Police did not name the officer who shot the dog, however the family identified her as Officer A. Castillo. The officer could not be reached for comment Friday.
“From reviewing the report, it’s my opinion that the officer followed policy,” he said.
“They did go up to the front (gate),” the captain said. “There was a beware of dog sign of the gate. They did what we always do as police officers. They shook the gate. They didn’t see any dogs.”
“They looked for any signs of dogs – chew toys, dog mess, what have you,” Buehler said, adding that they entered the yard after not seeing anything indicating a dog was present.
“They walked up to the porch. They rang the doorbell. They knocked on the door. That’s when the first dog came around the house,” he said.
One of the officers is seen on the video petting the pit bull before returning to the gate, which had been left open by the officers, and closing it. The male officer was outside the closed gate when the second officer, a female, was confronted by the German shepherd.
“Then the German shepherd came from behind the house,” Buehler said. “The German shepherd came up. It was much more aggressive than the pit bull. It was growling, it was barking.”
The (female) officer remained on the porch and continued knocking on the front door with her foot as the German shepherd charged toward her, he said.
“As the dog got to about three feet of this officer, this officer had no other choice than to fire a round,” Buehler said.
The dog was struck in the side.
The video, however, depicts the officers walking up to the gate, opening it and entering, seemingly without breaking stride.
Luu said she asked the officer why she shot the dog, and why they officers simply entered the yard without calling on the phone.
Luu said the officer responded that she did not see the “beware of dog” signs, and that she did try to reach the family by phone, though Luu said she received no such phone call.
Luu said she told the officers that her dog, which was lying wounded in the backyard and vomiting blood, needed medical attention.

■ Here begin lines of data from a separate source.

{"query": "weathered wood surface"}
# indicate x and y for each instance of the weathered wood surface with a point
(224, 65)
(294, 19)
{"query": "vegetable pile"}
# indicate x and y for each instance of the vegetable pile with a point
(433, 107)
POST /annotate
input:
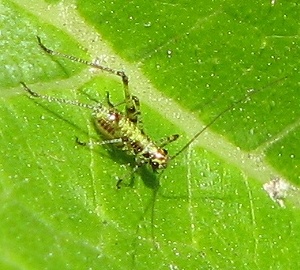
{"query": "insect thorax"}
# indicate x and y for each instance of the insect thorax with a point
(114, 125)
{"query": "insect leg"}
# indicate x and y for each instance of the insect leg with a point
(90, 144)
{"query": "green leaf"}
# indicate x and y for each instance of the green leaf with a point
(187, 62)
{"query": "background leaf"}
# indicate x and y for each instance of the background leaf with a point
(187, 62)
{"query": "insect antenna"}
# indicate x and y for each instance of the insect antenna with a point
(249, 94)
(60, 100)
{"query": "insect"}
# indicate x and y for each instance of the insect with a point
(125, 129)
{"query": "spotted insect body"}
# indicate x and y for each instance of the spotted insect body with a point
(114, 125)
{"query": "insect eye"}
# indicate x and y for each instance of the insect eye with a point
(154, 165)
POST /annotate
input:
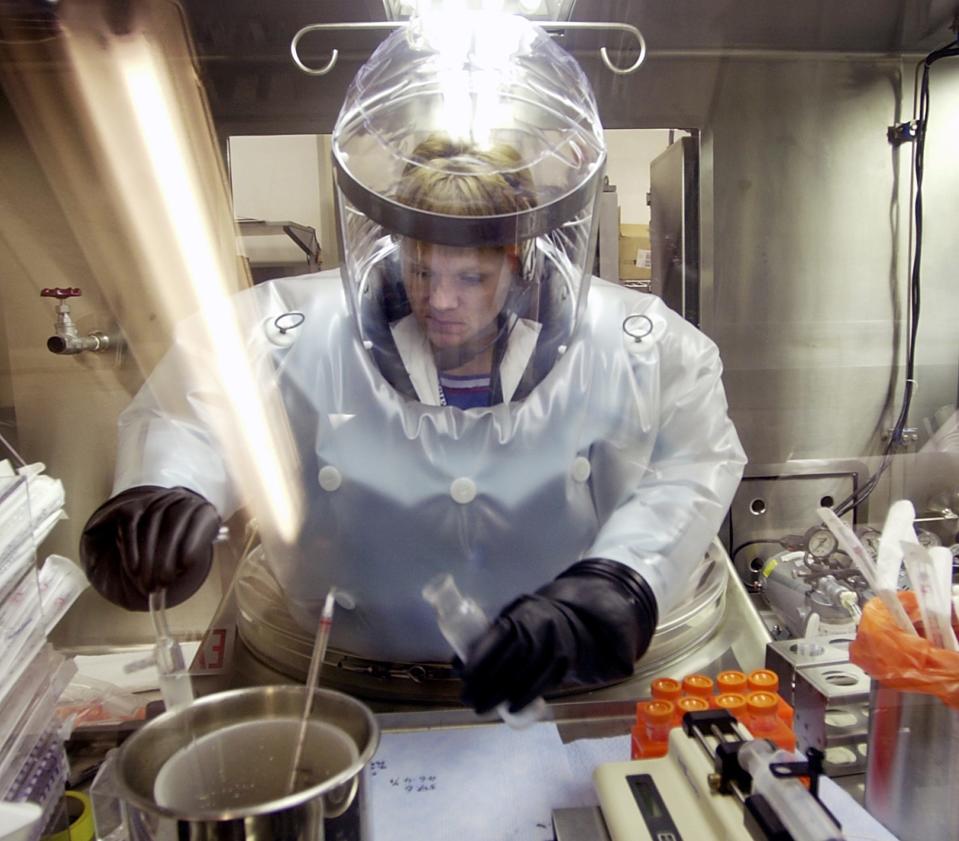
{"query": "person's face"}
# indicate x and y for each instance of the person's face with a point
(455, 293)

An officer responded that the dog was okay.
Before the animal was treated, officers demanded to see license documents not only for the wounded dog, but for the family’s other dogs, Nguyen’s sister Anna Nguyen said.

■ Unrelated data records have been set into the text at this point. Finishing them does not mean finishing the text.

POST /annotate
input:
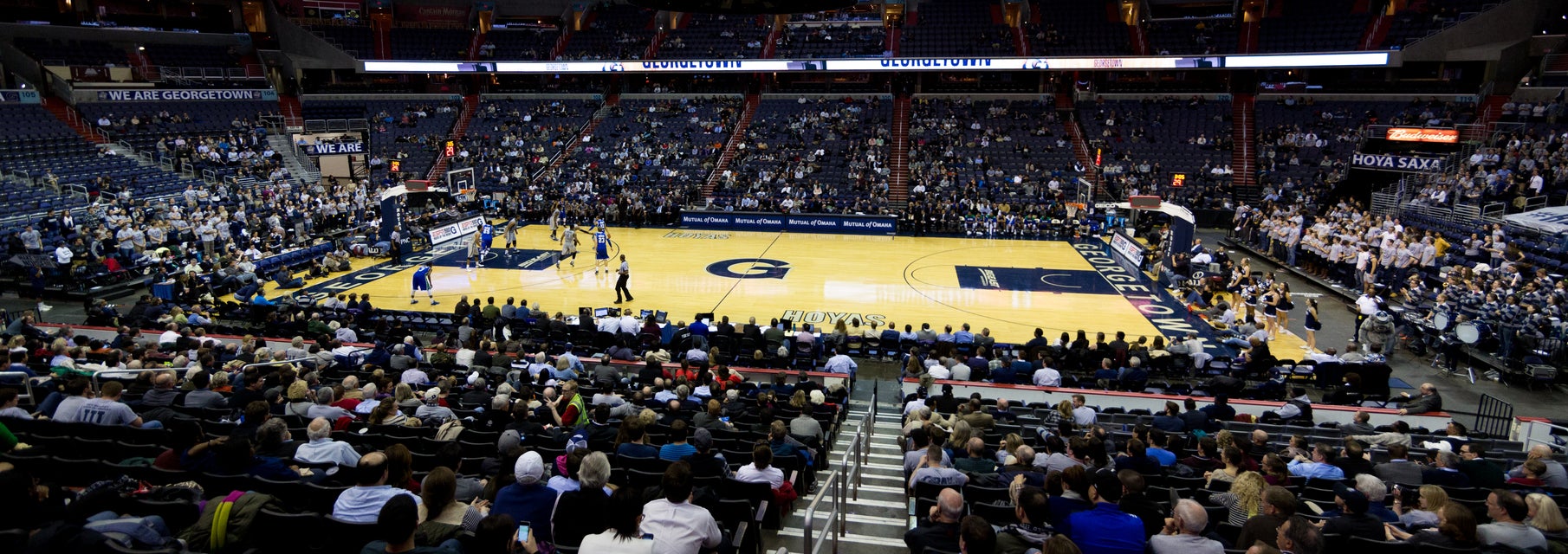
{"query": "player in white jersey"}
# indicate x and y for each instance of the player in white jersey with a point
(601, 251)
(568, 246)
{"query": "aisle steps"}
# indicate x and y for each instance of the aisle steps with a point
(880, 517)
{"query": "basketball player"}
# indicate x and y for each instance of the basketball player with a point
(601, 249)
(422, 284)
(474, 254)
(557, 215)
(511, 234)
(619, 282)
(568, 246)
(487, 238)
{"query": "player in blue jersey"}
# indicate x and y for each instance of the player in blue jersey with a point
(474, 254)
(601, 251)
(487, 238)
(422, 284)
(511, 235)
(557, 218)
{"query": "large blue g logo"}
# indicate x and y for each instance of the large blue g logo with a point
(758, 268)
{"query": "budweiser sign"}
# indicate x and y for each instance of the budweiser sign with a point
(1422, 135)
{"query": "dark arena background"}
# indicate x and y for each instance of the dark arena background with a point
(764, 276)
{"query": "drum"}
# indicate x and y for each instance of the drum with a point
(1468, 332)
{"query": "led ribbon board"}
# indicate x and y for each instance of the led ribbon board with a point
(882, 65)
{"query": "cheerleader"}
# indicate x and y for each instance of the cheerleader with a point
(1269, 301)
(1250, 298)
(1312, 325)
(1285, 304)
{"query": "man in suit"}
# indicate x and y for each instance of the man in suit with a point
(1429, 401)
(975, 416)
(1446, 472)
(940, 529)
(1399, 468)
(1482, 472)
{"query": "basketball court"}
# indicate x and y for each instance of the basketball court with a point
(1006, 285)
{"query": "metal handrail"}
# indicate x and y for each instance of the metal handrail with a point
(132, 373)
(1531, 440)
(27, 383)
(272, 364)
(838, 487)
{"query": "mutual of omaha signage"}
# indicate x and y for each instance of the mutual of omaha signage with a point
(1422, 135)
(1396, 163)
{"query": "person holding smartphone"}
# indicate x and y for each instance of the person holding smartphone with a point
(625, 536)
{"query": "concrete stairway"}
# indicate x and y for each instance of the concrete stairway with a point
(470, 106)
(69, 114)
(899, 154)
(877, 513)
(300, 168)
(733, 146)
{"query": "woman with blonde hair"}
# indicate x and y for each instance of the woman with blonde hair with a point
(799, 401)
(958, 441)
(1008, 449)
(1546, 517)
(1424, 515)
(1244, 499)
(913, 368)
(1053, 418)
(386, 414)
(1455, 529)
(404, 396)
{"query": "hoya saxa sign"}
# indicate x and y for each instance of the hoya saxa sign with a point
(1386, 162)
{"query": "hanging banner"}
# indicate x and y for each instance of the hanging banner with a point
(1545, 220)
(174, 94)
(325, 149)
(1422, 135)
(1385, 162)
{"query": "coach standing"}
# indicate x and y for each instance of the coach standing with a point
(619, 284)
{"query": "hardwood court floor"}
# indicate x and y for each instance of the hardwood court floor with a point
(1006, 285)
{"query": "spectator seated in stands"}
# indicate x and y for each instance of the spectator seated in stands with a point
(1184, 531)
(397, 520)
(1353, 519)
(323, 449)
(1299, 534)
(1105, 528)
(1136, 457)
(1507, 512)
(1481, 472)
(1319, 467)
(677, 525)
(1279, 506)
(1170, 420)
(1551, 470)
(1399, 470)
(938, 529)
(933, 472)
(371, 492)
(623, 517)
(528, 498)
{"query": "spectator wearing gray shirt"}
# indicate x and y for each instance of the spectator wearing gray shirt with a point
(201, 396)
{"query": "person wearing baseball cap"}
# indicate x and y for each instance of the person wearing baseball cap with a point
(1105, 528)
(528, 501)
(1353, 519)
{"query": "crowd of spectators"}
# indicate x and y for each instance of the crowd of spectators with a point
(541, 441)
(1190, 480)
(811, 157)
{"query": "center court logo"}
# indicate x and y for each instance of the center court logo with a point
(755, 268)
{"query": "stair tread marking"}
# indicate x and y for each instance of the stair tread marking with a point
(850, 538)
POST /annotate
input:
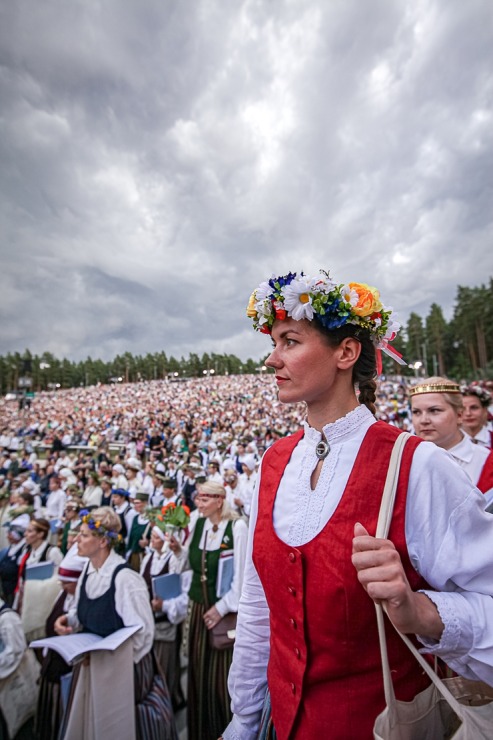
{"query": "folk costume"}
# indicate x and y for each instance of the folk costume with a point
(477, 461)
(107, 600)
(303, 611)
(208, 698)
(50, 710)
(168, 633)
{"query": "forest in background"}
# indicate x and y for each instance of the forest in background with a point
(461, 348)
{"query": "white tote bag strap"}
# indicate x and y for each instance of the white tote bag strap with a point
(383, 526)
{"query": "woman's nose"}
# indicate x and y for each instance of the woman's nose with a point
(272, 360)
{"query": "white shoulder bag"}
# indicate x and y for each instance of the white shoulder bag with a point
(455, 708)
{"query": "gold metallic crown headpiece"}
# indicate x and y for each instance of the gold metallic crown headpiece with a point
(434, 388)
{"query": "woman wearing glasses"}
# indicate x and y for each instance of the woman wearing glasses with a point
(217, 530)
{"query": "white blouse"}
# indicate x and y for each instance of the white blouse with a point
(443, 509)
(131, 600)
(471, 458)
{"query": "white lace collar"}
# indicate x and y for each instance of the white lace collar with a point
(337, 431)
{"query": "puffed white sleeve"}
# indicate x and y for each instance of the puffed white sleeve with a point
(12, 643)
(247, 680)
(176, 609)
(229, 602)
(449, 537)
(133, 605)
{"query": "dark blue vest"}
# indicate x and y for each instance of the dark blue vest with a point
(99, 615)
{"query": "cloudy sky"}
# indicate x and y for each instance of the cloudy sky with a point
(160, 158)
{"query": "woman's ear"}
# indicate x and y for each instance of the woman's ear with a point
(348, 352)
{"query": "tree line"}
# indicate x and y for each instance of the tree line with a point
(461, 348)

The dog lay wounded for more than an hour before being taken for treatment by animal control officials, the video shows.
Buehler said animal control officials were promptly contacted after the incident.
Following the shooting, which was recorded on the video about 4:36 p.m., animal control officials are seen arriving at 5:12 p.m. The wounded dog is carried from the home by an animal control officer at 5:39 p.m.
Luu said police officials initially told her they would take care of the dog’s medical expenses, but changed their mind once a veterinarian informed them the dog would require an operation costing at least $7,000 to save its life.
Luu said she was told by a Police Department supervisor that the surgery exceeded the value of the dog, and suggested she just get a new pet.
“Maybe he didn’t have a dog and he doesn’t understand,” she said. “It’s not about the money. It’s about the love.”
Unable to afford the surgery themselves, the family elected to have the dog put down, Luu said. “It’s sad.”
The family was then notified that they owed more than $900 for the treatment the dog had already received, Chi Nguyen said.
But the clinic ultimately told the family no payment was required. The family said they did not know if the city paid the bill, or if the veterinarian simply chose to forgive it.
Family members said they would like to see more remorse on the part of police over the incident, as well as a new puppy to replace Kiki.
“Maybe they should be trained better,” Anna Nguyen said of officers. “They should apologize.”
Neighbor Suzette Parrish said she was also outraged over the dog’s shooting.
“This is absolutely wrong. They shoot the persons’s dog. Then they say it’s not their fault. Then they won’t get the dog medical attention. Then they don’t want to pay for the operation that (would) save the dog,” Parrish said. “There is no justified reason for shooting that dog.
Luu said she spoke to her runaway son Thursday by telephone. He was at a friend’s home.